Destarte, a ausência de ressalva limitatória da obrigação no contrato de fiança impõe ao fiador a garantia universal, responsabilizando-o por todos os prejuízos causados pelo afiançado, na forma do que dispõe o CC, art. 822: não sendo limitada, a fiança compreenderá todos os acessórios da dívida principal, inclusive as despesas judiciais, desde a citação do fiador.

Ainda acerca do seu alcance, por conta do seu caráter acessório, a fiança pode ser parcial, de sorte que o fiador pode garantir apenas parte da obrigação, ou seja, um valor inferior ao da obrigação principal, desde que essa limitação conste expressamente do contrato. Assim, por exemplo, sobre uma obrigação de R$ 50.000,00, o fiador pode prestar fiança apenas sobre R$ 25.000,00.

Mas a fiança não poderá ser superior ao valor total da obrigação afiançada, exatamente porque o acessório não pode ser superior ao principal. Estabelecida fiança em valor superior ao da obrigação afiançada, ela só valerá até esse limite, sendo ineficaz no que ultrapassá-lo.

 

II.2. Fiança e obrigações nulas.

Obrigações nulas são aquelas que não reúnem as condições de validade: agente capaz, objeto lícito, possível, determinado ou determinável, e forma prescrita ou não defesa lei.

 Se a obrigação é nula, ela não produz efeito algum. Por essa razão, não poderá ser garantida por fiança.

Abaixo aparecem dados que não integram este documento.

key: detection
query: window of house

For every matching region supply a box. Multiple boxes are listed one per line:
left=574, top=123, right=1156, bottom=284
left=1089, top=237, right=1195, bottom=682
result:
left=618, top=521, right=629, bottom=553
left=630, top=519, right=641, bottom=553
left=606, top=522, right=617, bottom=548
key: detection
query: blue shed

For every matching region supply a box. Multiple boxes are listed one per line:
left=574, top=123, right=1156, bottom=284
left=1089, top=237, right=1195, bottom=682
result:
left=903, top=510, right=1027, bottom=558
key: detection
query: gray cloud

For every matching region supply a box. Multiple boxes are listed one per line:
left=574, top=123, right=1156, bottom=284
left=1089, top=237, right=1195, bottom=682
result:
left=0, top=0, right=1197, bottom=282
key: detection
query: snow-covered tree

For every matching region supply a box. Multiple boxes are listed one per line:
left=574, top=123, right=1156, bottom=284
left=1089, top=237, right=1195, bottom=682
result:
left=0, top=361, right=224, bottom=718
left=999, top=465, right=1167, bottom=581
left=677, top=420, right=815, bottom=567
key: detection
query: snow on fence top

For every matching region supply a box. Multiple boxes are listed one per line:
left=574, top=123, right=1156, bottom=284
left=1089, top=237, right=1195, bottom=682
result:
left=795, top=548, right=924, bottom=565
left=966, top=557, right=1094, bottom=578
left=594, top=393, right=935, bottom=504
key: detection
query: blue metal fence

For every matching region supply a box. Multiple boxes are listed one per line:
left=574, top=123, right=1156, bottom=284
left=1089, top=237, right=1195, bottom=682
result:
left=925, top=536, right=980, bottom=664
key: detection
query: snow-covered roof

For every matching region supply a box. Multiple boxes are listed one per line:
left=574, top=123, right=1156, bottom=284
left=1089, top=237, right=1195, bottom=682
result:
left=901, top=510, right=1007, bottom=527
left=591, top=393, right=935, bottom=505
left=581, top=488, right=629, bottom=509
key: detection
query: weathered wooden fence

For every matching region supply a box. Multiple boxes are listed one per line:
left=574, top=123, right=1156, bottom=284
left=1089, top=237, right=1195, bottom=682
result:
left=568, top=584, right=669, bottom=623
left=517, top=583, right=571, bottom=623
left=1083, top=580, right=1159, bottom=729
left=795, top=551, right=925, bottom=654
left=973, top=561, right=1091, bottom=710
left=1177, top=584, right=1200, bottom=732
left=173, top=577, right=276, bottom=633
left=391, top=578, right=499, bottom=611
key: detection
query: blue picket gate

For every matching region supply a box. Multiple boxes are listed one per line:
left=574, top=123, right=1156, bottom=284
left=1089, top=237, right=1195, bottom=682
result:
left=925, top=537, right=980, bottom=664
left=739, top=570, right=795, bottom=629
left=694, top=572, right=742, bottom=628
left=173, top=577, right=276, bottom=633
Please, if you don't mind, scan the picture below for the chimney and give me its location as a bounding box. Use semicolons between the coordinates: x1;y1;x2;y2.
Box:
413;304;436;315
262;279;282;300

A única exceção diz respeito à capacidade do devedor.

É o que está escrito no art. 824: as obrigações nulas não são suscetíveis de fiança, exceto se a nulidade resultar apenas de incapacidade pessoal do devedor.

 

III. REQUISITOS PARA SER FIADOR.

Os requisitos para ser fiador encontram-se no CC, art. 825. O fiador da obrigação deve ser pessoa idônea, deve residir no município onde a fiança deve ser prestada, e possuir bens suficientes para fazer frente à obrigação. Se não for assim, o credor não estará obrigado a aceita-lo, podendo recusá-lo.

Se, no curso do contrato, o fiador vier a se tornar insolvente, ou incapaz, o credor pode exigir do devedor a sua substituição.

Nessas duas situações, não haverá garantia, seja porque o fiador não terá como pagar (pela insolvência) ou não poderá pagar (pela incapacidade), razão pela qual autoriza-se a substituição do fiador.

 

IV. FIANÇA E OUTORGA UXÓRIA.

A fiança exige, para o seu aperfeiçoamento, a outorga uxória, na forma do CC, art. 1.647, III, que é o consentimento marital, ou seja, a anuência do cônjuge.

Assim, caso o fiador seja casado, a fiança prestada deverá contar com o assentimento do seu cônjuge, sob pena de ineficácia total da garantia (STJ, súmula 332). A exceção fica por conta das pessoas casadas sob o regime de separação absoluta.

STJ, súmula 332. A fiança prestada sem autorização de um dos cônjuges implica a ineficácia total da garantia.

Será válida a garantia, no entanto, se o fiador, embora casado, tenha feito declaração falsa, omitindo seu estado civil no ato da assinatura do contrato de fiança.

STJ, jurisprudência em tese, Direito Civil, ed. 101. 7) A fiança prestada sem autorização de um dos cônjuges implica a ineficácia total da garantia (Súmula n. 332/STJ), salvo se o fiador emitir declaração falsa, ocultando seu estado civil de casado.

Não se exige outorga uxória no caso de conviventes em união estável, sendo válida e eficaz a garantia prestada por um dos conviventes sem o consentimento do outro.

STJ, jurisprudência em tese, Direito Civil, ed. 101. 8) A fiança prestada por fiador convivente em união estável, sem a outorga uxória do outro companheiro, não é nula, nem anulável.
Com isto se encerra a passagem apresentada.